The elbow was courtesy of a player at Erwin High School--or was it Mountain City? (they're rather close if I recall)--a tall player with big eighties hair. I think she resembled the character Glory from Season Five of Buffy the Vampire Slayer, and her elbow flung me about as far across the floor. But things are a little fuzzy up to the point where I was screaming and rolling. The scream definitely got more deathy when I spit out half my tooth, and I was a little embarrassed later about how loudly I screamed. But it fucking hurt.
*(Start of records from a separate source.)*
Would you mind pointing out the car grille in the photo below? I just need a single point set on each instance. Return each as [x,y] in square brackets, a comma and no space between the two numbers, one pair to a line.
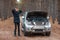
[38,29]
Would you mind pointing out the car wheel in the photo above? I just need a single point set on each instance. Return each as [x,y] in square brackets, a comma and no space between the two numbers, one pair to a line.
[48,33]
[25,34]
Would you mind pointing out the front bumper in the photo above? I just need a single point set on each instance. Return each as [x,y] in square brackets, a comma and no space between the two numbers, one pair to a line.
[38,31]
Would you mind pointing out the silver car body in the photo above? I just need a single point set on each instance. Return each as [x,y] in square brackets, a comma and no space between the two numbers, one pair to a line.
[35,27]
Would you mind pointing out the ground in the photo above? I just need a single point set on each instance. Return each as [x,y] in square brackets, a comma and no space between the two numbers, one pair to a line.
[7,32]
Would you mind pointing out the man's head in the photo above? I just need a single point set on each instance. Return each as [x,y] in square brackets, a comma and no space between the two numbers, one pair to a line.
[16,8]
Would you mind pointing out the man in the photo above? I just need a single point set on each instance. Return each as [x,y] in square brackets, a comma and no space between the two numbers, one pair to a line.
[16,13]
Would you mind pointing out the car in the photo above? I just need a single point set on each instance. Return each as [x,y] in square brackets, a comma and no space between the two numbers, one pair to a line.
[36,22]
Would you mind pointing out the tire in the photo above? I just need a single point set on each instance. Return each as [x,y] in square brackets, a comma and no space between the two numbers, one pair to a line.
[48,33]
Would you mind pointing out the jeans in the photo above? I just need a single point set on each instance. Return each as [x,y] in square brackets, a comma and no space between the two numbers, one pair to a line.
[17,25]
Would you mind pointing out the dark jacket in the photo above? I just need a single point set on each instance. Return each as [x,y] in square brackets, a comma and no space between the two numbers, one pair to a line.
[16,16]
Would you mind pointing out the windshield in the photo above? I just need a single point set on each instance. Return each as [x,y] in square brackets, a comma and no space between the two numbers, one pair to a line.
[37,16]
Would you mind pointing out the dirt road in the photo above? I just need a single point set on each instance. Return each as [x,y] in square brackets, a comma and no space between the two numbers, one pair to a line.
[7,32]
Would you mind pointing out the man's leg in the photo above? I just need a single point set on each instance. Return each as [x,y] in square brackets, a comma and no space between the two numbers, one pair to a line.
[15,29]
[18,29]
Tooth number 10 (two left of 8) took a knee in college. If that sounds odd in a basketball situation, that's because it wasn't a basketball situation exactly. For some reason my teammates and I thought we could be gymnasts in our spare time--spare meaning the few minutes between class and practice, when we usually goofed off in the locker room. That day's goofing was more elaborate than the usual dashing off of letters or flipping of channels or playing of tapes. A few of us decided Lisa Harrison would achieve an assisted back-flip. So someone--I forget who--got on her hands and knees, and as the assist person, I was supposed to help flip over her legs. Gymnasts don't need this, but that's probably because none of their legs are nearly as long. Lisa came tumbling in and I leaned my head in along with my spotting arms. Her knee caught me on the jaw mid-flip, and my lower tooth chipped the upper tooth, #10. I never got it fixed because I liked how it looked.
Ten years after the elbow, #8's bond came off in a big chewy Irving's bagel right before I was to teach my second or third class ever as a new TA. I thought I would just write on the board the whole class, or stare at my students unsmiling, but the humor of the situation won out, and when I finally exposed my half-tooth the three hockey players in the class developed an instant, collective crush on their TA.
And so today, numbers 8 and 10 got "updated" to the tune of "Make a Wish, Baby" and about a dozen other equally forgettable songs.